“This House in place of its ancient armament of strong walls, solid iron, gleaming bronze and even adamant, has now girt itself with the much venerated symbols of Christ.”
Eustolios dedicated the entire multi-functional structure to Christ by decorating it with a variety of Christian and geometric mosaics and inscriptions. He openly declared his Christian faith at the same time Theodosius I made Christianity the religion of the Roman Empire.

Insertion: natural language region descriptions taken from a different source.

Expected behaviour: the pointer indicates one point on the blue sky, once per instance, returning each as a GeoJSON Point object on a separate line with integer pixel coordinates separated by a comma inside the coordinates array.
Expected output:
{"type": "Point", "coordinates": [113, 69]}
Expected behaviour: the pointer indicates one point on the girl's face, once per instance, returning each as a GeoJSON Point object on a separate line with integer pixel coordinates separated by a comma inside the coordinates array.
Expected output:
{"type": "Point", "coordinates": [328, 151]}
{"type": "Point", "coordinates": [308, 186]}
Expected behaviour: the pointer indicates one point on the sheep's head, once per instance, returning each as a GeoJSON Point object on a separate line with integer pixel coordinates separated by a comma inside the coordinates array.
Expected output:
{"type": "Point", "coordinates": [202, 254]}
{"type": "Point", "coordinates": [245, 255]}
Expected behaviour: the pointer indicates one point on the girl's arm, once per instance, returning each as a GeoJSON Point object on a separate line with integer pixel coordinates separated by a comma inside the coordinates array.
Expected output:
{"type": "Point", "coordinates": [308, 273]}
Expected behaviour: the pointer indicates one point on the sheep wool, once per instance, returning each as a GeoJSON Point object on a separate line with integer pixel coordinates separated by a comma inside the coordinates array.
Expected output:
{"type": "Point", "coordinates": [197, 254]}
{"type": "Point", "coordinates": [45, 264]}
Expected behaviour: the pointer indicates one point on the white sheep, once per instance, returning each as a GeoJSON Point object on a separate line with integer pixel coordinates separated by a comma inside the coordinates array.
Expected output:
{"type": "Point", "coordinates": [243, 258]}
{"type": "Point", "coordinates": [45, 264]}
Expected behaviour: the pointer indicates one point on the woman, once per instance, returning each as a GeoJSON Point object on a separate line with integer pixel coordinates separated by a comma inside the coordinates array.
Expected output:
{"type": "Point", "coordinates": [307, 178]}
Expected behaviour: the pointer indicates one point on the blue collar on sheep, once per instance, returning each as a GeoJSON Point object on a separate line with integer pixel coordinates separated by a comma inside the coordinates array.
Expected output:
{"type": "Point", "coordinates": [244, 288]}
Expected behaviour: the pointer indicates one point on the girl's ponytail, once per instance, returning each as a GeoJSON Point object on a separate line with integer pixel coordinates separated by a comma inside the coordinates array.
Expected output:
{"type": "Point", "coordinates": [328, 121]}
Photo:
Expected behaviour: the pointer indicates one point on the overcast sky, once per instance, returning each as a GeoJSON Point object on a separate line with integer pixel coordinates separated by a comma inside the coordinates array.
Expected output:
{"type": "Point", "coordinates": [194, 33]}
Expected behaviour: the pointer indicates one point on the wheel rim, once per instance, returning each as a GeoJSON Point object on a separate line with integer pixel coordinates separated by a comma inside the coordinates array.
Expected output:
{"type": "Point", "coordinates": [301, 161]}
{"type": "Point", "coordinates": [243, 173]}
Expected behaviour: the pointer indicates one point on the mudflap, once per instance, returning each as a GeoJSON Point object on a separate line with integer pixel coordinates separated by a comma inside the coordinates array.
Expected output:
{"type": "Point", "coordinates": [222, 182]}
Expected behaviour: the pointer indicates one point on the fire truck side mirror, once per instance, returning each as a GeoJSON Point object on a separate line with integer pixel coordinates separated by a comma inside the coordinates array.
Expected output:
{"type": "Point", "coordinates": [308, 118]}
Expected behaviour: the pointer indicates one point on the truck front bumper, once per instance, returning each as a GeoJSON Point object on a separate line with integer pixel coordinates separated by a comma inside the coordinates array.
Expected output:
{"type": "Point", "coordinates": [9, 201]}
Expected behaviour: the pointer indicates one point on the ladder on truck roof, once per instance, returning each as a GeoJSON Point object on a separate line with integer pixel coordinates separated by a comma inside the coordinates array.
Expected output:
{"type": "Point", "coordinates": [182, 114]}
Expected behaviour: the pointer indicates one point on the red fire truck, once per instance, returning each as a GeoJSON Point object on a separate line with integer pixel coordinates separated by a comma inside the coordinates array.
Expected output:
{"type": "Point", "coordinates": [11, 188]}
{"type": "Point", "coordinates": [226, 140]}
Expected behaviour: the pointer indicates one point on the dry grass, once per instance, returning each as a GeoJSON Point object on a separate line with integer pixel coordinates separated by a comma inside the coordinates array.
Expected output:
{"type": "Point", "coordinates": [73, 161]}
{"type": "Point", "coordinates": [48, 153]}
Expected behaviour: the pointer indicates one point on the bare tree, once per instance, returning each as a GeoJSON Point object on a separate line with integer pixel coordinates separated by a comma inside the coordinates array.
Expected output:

Built atop the remains of an earlier Roman manor, the House of Eustolios was constructed during the latter part of the 4th century. The wealthy Eustolios returned to his native Kourion to find it still in a truly pitiful state even twenty-five years after the devastating earthquake of 365AD. Moved by the abject poverty of Kourion’s citizenry, he donated a beautiful complex of public baths adjacent to his own home, both dedicated to Christ and decorated with a variety of Christian symbols in mosaics
The baths and public complex served Kourion’s population for over two hundred years up until the middle of the seventh century, when it, and all of Kourion, was plundered and destroyed by the growing number of Arab raiders. The ancient city lay for a thousand years, virtually unknown until 1934 when Professors George McFadden, Bert Hodge Hill, and John Daniel led an expedition of Penn State students who began to painstakingly unearth the ruins over a period of 20 years.
Stunning views of the Mediterranean Sea from the House of Eustolios
The Roman Baths at the House of Eustolios
The bath area was in the classic Roman style, having three large bath chambers—the frigidarium, caldarium, and tepidarium which were enjoyed by the patrons who readied themselves in the apodyteriums, the dressing rooms. Numerous apsidal sections constructed around the villa added semi-circular niches for privacy and softened rectangular rooms.’
Each room served a specific purpose; the whole complex was laid out efficiently and with great care to best serve those who frequented it. The entire complex was beautifully decorated with columns and mosaics. One inscription refers to ‘fragrant halls.’
It is interesting to note that to the Romans the baths were a place for gathering, where one would ususally take one or more slaves to carry the bathing parafinalia: bathing and excerise garments, sandals, linen towels, and a grooming kit containing sensuous oils and perfumes, a sponge, and a strigel (a carved metal instrument used to scrape oil, sweat and dirt from the body.)
The House of Eustolios had an advanced drainage and sewage system as did other newly constructed buildings in Kourion of the late 4th Century. All of the workings were hidden away under the floors of the complex. Gray water was used in the latrines, a concept used today in environmentally friendly design.
Reservoirs, cisterns, terracotta pipes and water channels are visible today from extensive excavations, but at the time of use, all would have been out of site, covered with common tiles or exquisite mosaics depending on the function of the room.
The Private Residence of Eustolios
But of course it is Eustolios’ own, private residence with its many beautifully preserved Christian mosaics which draws most visitors to this remarkable archaeological site. Aside from mosaics decked with numerous Christian symbols, the doorstep to one of the private area of Eustolios’ home has the following, clearly devoted, mosaic inscription: “The Sisters Reverence, Prudence and Piety tend the Platform and this fragrant Hall.”
As well as the bath complex, the House of Eustolios also contained meeting and dining halls, where much business was no doubt discussed by the citizens of Kourion.
Intricate mosaic patterns covered the floors throughout and extend through the banquet and meeting halls, bathing and dressing rooms, and open courtyards. Most of the structure is terraced and would have been an luxurious structure with bathing pools, solariums, salons for relaxation, dining areas, sanitary areas, and recreational facilities. It would have offered a cool respite from the harsh, dry summer months, an oasis open for public use.
The baths and public complex continued to serve Kourion’s population up until the middle of the seventh century, when it was finally destroyed by the growing number of Arab raiders which began in this century. Along with the rest of Kourion, the House of Eustolios remained undiscovered until recent times.